In 1911, at the second convention of the sixteen clubs then in existence, held in Portland, Oregon, USA, Rotarian Arthur Sheldon stated: “The Science of Business is the Science of Service”. “He Profits Most Who Serves Best”. Thus the early concept of “co-operation in business” gave way to the larger concept of service to others.
There were two further stages that evolved.

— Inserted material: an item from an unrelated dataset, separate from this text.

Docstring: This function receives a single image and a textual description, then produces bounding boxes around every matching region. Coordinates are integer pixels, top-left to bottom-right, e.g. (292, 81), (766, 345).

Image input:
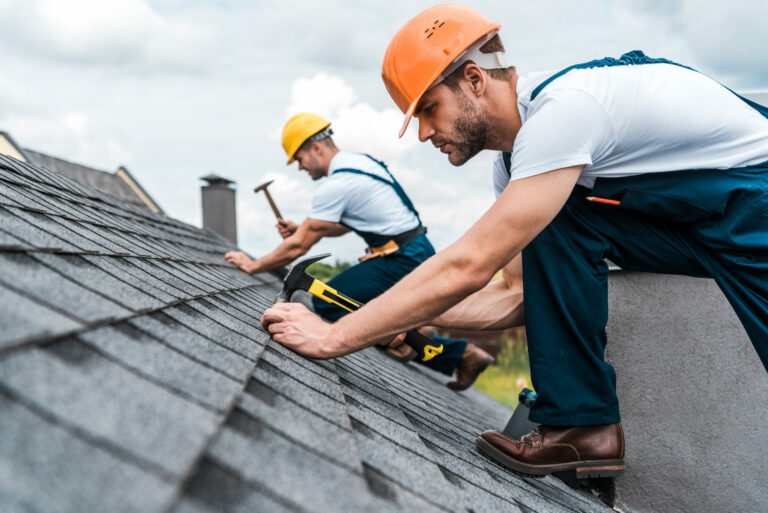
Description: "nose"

(418, 119), (435, 142)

One was an additional motto, “Service Above Self”. The other was the acceptance of one object of Rotary, one word, SERVICE, through four main avenues of activities:
• The development of fellowship (Club Service);
• The maintenance of high ethical standards in business and professions (Vocational Service);
• The promotion of community-betterment (Community and Youth Service);
• The advancement of international understanding (International Service).
The Object of Rotary
The Object of Rotary is to encourage and foster the ideal of service as a basis of worthy enterprise and, in particular, to encourage and foster:
FIRST: The development of acquaintance as an opportunity for service;
SECOND: High ethical standards in business and professions; the recognition of the worthiness of all useful occupations; and the dignifying of each Rotarian’s occupation as an opportunity to serve society;
THIRD: The application of the ideal of service in each Rotarian’s personal, business, and community life;
FOURTH: The advancement of inter- national understanding, goodwill, and peace through a world fellowship of business and professional persons united in the ideal of service.